Spark aggregateByKey function allows to perform multiple aggregation simultaneously

Spark Aggregate By Key

Function aggregateByKey is one of the aggregate function (Others are reduceByKey & groupByKey) available in Spark. This is the only aggregation function which allows multiple type of aggregation(Maximun, minimun, average, sum & count) at the same time. People find it hard to understand this function initially but will try to explain the function in simpler way.


RDD Partitions: Understanding the concept of RDD partitions is important before understanding the aggregateByKey function.
  1. The content of file read (RDD) in spark is partitioned into multiple partitions.
  2. Transformations that are applied on RDD, are applied to each of the partition.
  3. Spark release as many task for transformation as many number of partitions are present for RDD.
scala> val orderItemMap = orderItemRDD.map(orderItem => (1,orderItem.split(",")(4).toFloat))
orderItemMap: org.apache.spark.rdd.RDD[(Int, Float)] = MapPartitionsRDD[27] at map at :25
 
scala> orderItemMap.getNumPartitions
res23: Int = 2

Overriding the number of partitons in RDD: Using 'repartition(numOfPartitions)'
scala> val orderItemMap = orderItemRDD.map(orderItem => (1,orderItem.split(",")(4).toFloat)).repartition(1)
orderItemMap: org.apache.spark.rdd.RDD[(Int, Float)] = MapPartitionsRDD[13] at repartition at :25
 
scala> orderItemMap.getNumPartitions
res7: Int = 1

Why it is important to understand Partitions in RDD?
Because aggregateByKey has 3 main inputs/functions and 1 of them works on output each of the RDD partition transforamtion. And if they is only single partition in RDD then that function will not be called.

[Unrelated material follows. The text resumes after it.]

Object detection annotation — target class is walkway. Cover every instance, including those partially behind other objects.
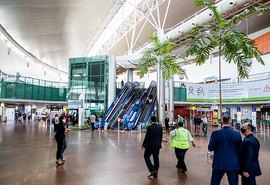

aggregateByKey requires 3 main inputs:
  1. zeroValue: Initial value (mostly Zero (0)) which will not affect the aggregate values to be collected. For example, 0 would be initial value to perform sum or count or to perform operation on String then the initial value will be empty string.
  2. Combiner function: This function accepts two parameters. The second parameter is merged into the first parameter. This function combines/merges values within a single partition.
  3. Reduce/Merge function: This function also accepts two parameters. Here parameters are merged into one across RDD partitions.

Syntax:
dataframeRDD.aggregateByKey(init_value)(combinerFunc,reduceFunc)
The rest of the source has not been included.